A PyTorch implementation of ECCV2018 Paper: TextSnake: A Flexible Representation for Detecting Text of Arbitrary Shapes

Overview

TextSnake: A Flexible Representation for Detecting Text of Arbitrary Shapes

A PyTorch implement of TextSnake: A Flexible Representation for Detecting Text of Arbitrary Shapes (ECCV 2018) by Megvii

Paper

Comparison of different representations for text instances. (a) Axis-aligned rectangle. (b) Rotated rectangle. (c) Quadrangle. (d) TextSnake.
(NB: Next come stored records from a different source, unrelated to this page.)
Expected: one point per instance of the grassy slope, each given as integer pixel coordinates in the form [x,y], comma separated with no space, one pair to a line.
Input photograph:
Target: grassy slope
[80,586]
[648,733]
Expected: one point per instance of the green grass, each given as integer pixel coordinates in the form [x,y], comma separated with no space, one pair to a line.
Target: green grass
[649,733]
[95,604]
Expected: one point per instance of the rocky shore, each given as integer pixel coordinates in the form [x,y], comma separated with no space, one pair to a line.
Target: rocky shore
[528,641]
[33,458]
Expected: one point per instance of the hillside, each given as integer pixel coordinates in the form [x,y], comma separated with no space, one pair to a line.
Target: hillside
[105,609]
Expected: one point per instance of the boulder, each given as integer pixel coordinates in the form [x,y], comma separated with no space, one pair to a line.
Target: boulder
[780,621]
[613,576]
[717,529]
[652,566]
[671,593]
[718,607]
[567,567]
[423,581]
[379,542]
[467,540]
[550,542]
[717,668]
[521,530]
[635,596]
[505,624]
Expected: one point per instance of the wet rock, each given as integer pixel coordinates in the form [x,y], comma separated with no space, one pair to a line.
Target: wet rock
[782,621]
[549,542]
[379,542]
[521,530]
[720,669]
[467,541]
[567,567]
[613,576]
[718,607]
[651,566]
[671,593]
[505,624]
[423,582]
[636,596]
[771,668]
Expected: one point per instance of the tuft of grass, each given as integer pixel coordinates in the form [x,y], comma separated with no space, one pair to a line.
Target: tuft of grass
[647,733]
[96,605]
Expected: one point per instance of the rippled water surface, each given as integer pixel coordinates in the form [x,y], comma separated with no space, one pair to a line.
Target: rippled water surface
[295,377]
Obviously, the proposed TextSnake representation is able to effectively and precisely describe the geometric properties, such as location, scale, and bending of curved text with perspective distortion, while the other representations (axis-aligned rectangle, rotated rectangle or quadrangle) struggle with giving accurate predictions in such cases.

Textsnake elements:

  • center point
  • tangent line
  • text region

Description

Generally, this code has following features:

  1. include complete training and inference code
  2. pure python version without extra compiling
  3. compatible with laste PyTorch version (write with pytroch 0.4.0)
  4. support TotalText and SynthText dataset

Getting Started

This repo includes the training code and inference demo of TextSnake, training and infercence can be simplely run with a few code.

Prerequisites

To run this repo successfully, it is highly recommanded with:

  • Linux (Ubuntu 16.04)
  • Python3.6
  • Anaconda3
  • NVIDIA GPU(with 8G or larger GPU memory for training, 2G for inference)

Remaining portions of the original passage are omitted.